On Tuesday we announced our partnership with eToro, the world’s largest social trading platform, to develop and commercialize sentiment driven trading strategies for their twelve million customers around the globe. This article serves to compliment that announcement, to delve deeper into what sentiment is and our patented sentiment scoring process, and to address relevant questions and concerns brought up by members of the cryptocurrency community about our new offerings.
The structure of this article is question and answer. We will be actively updating it as we receive more relevant questions from the community.
Crypto Twitter and Market Sentiment
Are cryptocurrency conversations on Twitter manipulated?
Yes, conversations on cryptocurrencies are extremely manipulated. In our research we have found that over 90% of conversations around digital assets on Twitter come from inaccurate, manipulative, or fraudulent users.
The challenge is, how do you separate signal from noise and develop technology to detect and eliminate this dishonest activity? Enter Social Market Analytics (SMA), a founding investor in The TIE and a leading provider of quantified sentiment data on equities, futures, forex, and ETFs to the world’s foremost financial firms. Over the last eight years SMA has developed and patented account filtration, manipulation detection, and account accuracy technology to eliminate noise and provide clean and actionable sentiment data feeds for institutional investors. The TIE has partnered with SMA to combine The TIE’s domain expertise and relationships, with SMA’s proprietary machine learning and natural language processing technology, to develop sentiment solutions for the digital asset market.
SMA’s engine is able to detect the accuracy of individual users tweeting about specific assets on Twitter. When John Doe makes positive posts about Microsoft or Ethereum, SMA can detect what percentage of the time those assets appreciate within a day, a week, or a month. Assessing account accuracy enables the removal of accounts which have historically been poor predictors of asset movement and can help identify and segment professional investors.
Another interesting way to assess manipulation is to consider the dispersion, or the percentage of tweets coming from unique Twitter accounts. When the dispersion is extremely low, or in other words a very small percentage of tweets are coming from unique users, that is typically a sign of a collective group of accounts posting frequently about an individual asset and often trying to manipulate conversations to influence price movement.

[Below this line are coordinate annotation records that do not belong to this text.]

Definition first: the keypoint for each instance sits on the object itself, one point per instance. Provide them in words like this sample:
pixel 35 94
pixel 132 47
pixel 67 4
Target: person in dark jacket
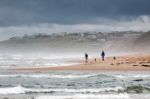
pixel 86 57
pixel 103 55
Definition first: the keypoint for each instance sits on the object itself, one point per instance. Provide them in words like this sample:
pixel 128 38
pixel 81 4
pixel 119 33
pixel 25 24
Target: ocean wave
pixel 23 90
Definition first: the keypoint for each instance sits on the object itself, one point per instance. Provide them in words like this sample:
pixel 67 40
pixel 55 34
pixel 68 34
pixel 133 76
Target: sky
pixel 19 17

Assessing the age of an account, its followers to follows ratio, and its posting history, further assists in the removal of dishonest activity. If the same user is posting exclusively about the same asset and sharing similarly positive or negative messages in bulk, it is unlikely that their posts will have any effect on the movement of an asset.
When account filtration is completed over 90% of digital asset tweets and accounts are flagged and removed before market sentiment is assessed.
What is sentiment and how does The TIE convert millions of tweets into actionable information?
Sentiment is a quantified representation of investors future intentions. It doesn’t matter that John Doe is happy that Bitcoin is up this month, what matters is that he is bullish on the future of the asset, and that collectively investors sentiment (or feelings) towards an individual asset during a given time period are more positive than over a previous period.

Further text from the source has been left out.